Brad Smith, president of Microsoft, during a Senate hearing in Washington, D.C. on May 8, 2025. Nathan Howard/Bloomberg/Getty ImagesIn a new interview with Fortune, Microsoft President Brad Smith says the Trump administration’s current approach to AI lacks transparency and does not provide the clear rules companies need.
“Everyone is reluctant to say there should be regulation, but what we really have right now is regulation without transparent or complete rules,” he said on the sidelines of the AI for Good Global Summit in Geneva, Switzerland. “Without rules, businesses can’t plan.”
The Trump administration’s recent decisions to restrict access to two of the industry’s most advanced AI models have left even the labs building them guessing at what the government’s AI policy is.
Last month, the Commerce Department invoked export-control law to force Anthropic to pull its Fable 5 and Mythos 5 models from the market worldwide, citing a cybersecurity risk. Weeks later, officials pressed OpenAI to hold back the public rollout of its new GPT-5.6 model family, limiting early access to government-vetted partners. (Both restrictions have since eased.)

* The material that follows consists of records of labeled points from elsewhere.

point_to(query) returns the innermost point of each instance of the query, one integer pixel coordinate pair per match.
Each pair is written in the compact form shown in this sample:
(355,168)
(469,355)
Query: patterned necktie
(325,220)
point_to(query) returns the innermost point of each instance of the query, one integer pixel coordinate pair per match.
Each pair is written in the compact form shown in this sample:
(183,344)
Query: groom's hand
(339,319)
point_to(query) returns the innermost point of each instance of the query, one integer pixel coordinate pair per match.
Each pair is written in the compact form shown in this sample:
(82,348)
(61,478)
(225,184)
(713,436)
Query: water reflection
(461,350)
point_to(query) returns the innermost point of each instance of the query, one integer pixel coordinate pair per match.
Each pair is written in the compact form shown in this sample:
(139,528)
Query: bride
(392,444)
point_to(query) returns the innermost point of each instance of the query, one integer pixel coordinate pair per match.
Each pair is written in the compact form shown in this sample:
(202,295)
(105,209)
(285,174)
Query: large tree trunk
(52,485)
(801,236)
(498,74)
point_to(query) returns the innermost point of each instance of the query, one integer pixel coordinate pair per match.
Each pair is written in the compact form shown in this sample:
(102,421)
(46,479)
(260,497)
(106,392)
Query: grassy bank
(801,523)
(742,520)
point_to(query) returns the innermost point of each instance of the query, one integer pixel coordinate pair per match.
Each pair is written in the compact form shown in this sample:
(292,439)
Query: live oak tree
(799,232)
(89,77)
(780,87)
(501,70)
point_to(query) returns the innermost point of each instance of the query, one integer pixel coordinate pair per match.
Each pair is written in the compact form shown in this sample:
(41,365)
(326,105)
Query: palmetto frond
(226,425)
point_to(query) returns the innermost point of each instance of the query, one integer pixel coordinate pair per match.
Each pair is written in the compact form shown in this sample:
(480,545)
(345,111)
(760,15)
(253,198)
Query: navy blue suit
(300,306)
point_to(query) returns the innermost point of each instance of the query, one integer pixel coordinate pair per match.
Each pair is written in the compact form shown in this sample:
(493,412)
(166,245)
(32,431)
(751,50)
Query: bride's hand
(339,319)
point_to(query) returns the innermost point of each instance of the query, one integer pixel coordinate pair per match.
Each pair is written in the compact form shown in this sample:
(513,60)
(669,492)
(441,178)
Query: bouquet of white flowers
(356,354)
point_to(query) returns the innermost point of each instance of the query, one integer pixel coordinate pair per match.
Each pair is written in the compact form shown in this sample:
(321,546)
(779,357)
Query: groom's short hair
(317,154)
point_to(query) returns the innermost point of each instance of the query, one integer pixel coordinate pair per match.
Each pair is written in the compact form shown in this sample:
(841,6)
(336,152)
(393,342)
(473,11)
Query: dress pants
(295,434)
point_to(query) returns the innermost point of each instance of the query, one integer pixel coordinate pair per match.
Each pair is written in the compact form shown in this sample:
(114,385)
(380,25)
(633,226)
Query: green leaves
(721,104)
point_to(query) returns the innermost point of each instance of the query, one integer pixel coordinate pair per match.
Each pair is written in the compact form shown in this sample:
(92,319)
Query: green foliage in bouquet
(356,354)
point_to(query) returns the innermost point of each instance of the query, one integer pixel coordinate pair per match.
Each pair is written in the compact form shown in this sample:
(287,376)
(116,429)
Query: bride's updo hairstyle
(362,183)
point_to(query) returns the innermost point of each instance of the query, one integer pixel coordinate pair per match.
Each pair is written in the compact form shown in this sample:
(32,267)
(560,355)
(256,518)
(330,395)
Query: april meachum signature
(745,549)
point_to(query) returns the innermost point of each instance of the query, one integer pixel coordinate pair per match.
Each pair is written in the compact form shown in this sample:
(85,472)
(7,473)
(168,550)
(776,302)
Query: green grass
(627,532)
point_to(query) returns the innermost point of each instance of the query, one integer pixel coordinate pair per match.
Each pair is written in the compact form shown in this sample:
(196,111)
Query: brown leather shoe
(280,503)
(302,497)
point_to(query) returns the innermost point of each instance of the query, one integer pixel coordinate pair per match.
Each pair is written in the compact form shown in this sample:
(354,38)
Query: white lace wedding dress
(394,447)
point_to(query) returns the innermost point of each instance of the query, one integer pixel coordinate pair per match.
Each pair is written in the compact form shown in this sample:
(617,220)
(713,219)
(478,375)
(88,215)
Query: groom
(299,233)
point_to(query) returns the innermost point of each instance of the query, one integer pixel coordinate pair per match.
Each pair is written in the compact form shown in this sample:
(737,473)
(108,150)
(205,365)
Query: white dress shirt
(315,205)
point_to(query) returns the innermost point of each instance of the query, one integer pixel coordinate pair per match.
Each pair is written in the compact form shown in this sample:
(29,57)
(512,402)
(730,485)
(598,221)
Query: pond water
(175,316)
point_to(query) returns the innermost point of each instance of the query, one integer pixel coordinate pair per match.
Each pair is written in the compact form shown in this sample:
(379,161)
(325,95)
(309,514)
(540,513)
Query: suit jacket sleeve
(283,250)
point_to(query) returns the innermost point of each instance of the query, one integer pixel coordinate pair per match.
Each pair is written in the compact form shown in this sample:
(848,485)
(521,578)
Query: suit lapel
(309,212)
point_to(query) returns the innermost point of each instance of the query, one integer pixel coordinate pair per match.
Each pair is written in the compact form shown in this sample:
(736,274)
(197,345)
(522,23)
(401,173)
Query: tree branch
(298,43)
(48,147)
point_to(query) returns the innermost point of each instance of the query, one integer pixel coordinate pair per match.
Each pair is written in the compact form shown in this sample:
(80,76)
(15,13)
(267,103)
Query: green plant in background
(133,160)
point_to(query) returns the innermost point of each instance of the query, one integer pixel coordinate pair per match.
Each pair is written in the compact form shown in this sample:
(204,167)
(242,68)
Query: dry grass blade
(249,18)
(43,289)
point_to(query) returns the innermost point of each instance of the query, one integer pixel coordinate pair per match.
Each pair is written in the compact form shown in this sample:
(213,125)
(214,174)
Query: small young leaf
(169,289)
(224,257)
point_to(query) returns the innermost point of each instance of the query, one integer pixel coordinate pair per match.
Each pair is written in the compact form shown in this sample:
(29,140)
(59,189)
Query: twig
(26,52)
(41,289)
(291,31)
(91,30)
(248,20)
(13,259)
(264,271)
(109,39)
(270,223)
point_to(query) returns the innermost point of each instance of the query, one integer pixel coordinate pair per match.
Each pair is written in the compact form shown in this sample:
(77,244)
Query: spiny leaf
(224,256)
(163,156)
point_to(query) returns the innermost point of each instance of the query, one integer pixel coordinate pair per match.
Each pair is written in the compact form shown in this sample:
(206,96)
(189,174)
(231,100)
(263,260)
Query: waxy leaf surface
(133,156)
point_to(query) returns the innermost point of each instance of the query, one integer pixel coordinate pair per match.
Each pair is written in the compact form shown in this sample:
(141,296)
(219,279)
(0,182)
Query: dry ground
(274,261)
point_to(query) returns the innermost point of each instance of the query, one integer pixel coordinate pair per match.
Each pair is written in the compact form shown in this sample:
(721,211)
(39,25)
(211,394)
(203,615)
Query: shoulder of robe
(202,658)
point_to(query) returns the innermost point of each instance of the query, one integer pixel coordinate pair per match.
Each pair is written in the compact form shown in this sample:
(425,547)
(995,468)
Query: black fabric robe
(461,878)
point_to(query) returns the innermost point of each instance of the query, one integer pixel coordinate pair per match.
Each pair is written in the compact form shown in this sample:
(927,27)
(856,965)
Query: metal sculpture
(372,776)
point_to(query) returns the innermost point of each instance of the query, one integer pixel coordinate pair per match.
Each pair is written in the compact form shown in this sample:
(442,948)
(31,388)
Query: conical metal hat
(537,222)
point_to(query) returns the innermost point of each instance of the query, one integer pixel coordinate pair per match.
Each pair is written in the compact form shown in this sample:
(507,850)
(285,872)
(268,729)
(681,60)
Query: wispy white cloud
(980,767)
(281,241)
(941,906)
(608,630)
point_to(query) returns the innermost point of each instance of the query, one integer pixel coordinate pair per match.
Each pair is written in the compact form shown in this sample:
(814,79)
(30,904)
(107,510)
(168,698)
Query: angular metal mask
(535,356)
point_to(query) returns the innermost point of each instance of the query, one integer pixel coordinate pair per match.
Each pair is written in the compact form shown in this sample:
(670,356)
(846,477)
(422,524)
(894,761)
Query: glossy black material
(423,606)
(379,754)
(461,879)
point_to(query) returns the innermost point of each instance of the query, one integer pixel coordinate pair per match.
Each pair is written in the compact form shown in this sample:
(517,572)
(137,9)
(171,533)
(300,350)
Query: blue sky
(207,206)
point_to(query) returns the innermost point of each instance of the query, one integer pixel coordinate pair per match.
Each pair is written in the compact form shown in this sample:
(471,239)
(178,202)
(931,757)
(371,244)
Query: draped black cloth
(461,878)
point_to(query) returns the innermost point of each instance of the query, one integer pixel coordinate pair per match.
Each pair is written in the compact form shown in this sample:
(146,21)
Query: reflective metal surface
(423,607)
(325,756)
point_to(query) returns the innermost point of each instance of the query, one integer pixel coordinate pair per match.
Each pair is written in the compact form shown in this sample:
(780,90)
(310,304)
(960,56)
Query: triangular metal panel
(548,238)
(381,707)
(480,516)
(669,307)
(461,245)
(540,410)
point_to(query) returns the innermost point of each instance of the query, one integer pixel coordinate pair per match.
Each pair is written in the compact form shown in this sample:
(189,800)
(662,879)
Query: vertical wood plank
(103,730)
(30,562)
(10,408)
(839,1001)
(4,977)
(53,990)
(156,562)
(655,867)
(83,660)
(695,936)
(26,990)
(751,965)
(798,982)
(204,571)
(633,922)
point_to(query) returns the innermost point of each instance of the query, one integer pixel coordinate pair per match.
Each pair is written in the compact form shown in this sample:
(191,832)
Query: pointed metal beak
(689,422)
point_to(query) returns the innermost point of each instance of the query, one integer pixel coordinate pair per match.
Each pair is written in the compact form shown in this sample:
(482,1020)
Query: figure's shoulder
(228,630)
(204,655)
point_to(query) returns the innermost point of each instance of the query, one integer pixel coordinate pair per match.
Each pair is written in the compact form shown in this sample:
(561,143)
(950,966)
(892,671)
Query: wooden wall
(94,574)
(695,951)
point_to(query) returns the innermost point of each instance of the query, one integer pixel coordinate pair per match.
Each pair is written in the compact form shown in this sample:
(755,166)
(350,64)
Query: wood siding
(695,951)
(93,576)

Smith said the administration is now effectively regulating frontier AI without the tools it needs to do so.
“The U.S. government got information that led it to conclude that there was an urgent cybersecurity risk, and when the government gets that information, I think it’s right to act,” Smith said. “But, what the government found was that it only had one regulatory tool it could use: an export control tool.”
Legal experts have also noted that the export controls Washington reached for were never designed for widely accessible AI models delivered over an API, raising doubts about whether the government’s recent decision could have survived a legal challenge.
“Ultimately, common sense says don’t be heavy-handed, but have enough of a touch that you can do what needs to be done,” Smith said. “I hope we can move the conversation in that direction.”